これは地理学でしょうか、植物学でしょうか、航海術でしょうか。それは、幻です。たった一つだけ、一回だけ、永遠にそこにあり、それゆえ、いわば現実にないものです。あるいは、それは何でしょうか。」
主人公の青年は、母親に宛てたこの「ばかげた」手紙を投函しなかったが、1回しか起きなかったこと(マリアの処女懐胎に似たトンカの妊娠)に現実の価値をみとめてよいかどうかについて、深く煩悶し、省察していた。(いまの大学生はこんなことに悩んだりするのであろうか)。
ミッデルケルケというベルギーの海岸の町、それにインスブルック南方のフェンナの谷が出てくる理由はまだ判らない。しかし、アンコナとフューメに言及されていることは、最近、腑に落ちた。ムージルが未来の妻マルタとはじめて出会ったとき、マルタはあるイタリア人の妻であった。その結婚のためにカトリックに改宗していたマルタは、こんどは離婚のためにハンガリー人の養子とならなくてはならなかった。この離婚にまつわる裁判が、ブタペストとローマで開かれた。ムージルは、マルタのブタペストからローマへの旅にそっと寄り添った。その途次、フューメからアンコナまでの船旅で嵐に遭い、ほうほうの体で、アンコナに着いた。そのアンコナのホテルの宿帳に、ムージルはマルタを「妹」と詐称した。都市名には、いろんな記憶が付着している。
前回のエッセイでも述べたが、ハプスブルク帝国のときにドイツ語名を持った都市については、『クラウン独和』第4版の見開きの中欧の地図に、その名をカッコ内に示した。そのさい濱川先生の〈ベーデカー〉『オーストリア・ハンガリー』が大いに活躍したのはいうまでもない。

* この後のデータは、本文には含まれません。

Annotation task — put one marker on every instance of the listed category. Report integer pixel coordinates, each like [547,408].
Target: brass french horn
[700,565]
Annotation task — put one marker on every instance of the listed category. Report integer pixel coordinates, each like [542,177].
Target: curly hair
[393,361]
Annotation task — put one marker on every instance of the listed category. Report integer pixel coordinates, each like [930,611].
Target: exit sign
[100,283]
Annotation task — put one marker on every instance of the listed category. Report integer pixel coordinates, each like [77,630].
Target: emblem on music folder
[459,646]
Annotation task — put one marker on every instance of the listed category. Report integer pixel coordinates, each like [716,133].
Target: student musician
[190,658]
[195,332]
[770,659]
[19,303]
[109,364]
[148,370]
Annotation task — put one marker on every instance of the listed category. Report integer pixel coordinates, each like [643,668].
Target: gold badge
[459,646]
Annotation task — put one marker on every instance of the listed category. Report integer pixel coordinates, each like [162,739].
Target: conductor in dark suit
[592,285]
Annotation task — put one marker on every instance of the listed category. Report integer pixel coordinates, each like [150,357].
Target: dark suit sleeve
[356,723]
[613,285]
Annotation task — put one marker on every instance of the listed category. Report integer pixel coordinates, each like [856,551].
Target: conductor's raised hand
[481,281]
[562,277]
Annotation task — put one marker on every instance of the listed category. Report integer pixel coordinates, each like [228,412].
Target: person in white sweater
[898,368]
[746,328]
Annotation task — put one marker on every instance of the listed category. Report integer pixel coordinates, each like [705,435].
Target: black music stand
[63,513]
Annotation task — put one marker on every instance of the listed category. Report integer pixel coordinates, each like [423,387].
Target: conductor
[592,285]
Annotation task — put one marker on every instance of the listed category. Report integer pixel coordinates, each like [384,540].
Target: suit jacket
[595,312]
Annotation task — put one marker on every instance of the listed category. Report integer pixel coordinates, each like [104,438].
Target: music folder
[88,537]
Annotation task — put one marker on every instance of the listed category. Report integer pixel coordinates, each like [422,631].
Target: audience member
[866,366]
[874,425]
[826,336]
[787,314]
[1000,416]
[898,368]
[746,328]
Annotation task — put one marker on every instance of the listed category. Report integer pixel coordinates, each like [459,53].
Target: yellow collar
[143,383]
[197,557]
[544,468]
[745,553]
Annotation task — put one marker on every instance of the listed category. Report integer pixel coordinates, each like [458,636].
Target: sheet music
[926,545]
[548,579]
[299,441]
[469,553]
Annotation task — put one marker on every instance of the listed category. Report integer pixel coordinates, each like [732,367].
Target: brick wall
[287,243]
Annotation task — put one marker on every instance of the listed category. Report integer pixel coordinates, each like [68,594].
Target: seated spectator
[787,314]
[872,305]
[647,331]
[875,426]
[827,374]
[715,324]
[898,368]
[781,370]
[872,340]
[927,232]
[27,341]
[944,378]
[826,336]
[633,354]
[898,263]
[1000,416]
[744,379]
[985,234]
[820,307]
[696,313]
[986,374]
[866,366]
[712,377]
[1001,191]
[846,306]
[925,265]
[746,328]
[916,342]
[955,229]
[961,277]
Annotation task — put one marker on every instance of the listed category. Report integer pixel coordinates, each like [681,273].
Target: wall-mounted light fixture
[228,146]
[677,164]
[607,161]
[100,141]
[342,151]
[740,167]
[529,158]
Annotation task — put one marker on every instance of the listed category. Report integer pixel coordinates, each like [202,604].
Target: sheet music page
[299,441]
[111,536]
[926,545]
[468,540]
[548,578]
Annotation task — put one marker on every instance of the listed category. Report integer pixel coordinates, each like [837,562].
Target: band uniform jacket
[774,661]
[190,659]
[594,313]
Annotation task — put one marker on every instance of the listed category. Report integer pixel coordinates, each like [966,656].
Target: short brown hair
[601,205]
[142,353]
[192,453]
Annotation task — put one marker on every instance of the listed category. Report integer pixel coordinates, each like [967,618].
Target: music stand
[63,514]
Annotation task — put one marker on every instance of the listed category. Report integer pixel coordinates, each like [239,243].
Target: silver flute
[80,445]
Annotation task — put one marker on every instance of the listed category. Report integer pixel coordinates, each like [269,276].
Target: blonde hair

トーマス・マンの『ベニスに死す』で、旅心に誘われた主人公アッシェンバッハは、まずは列車でトリエステへ行き、そこから船でポーラ (Pola) へ、そしてアドリア海の島へ向かう。それから、その地になじめないのでベニスへと旅先を変えるのであるが、このポーラ(現在名プーラ (Pula))は、〈ベーデカー〉に、「1866年以来、オーストリア・ハンガリーの主要な軍港。人口36200人、大勢の駐屯軍。ローマ時代からすでにアドリア海の最重要の軍港の一つ、云々」とある。次回の改訂で書き入れたい都市名の一つである。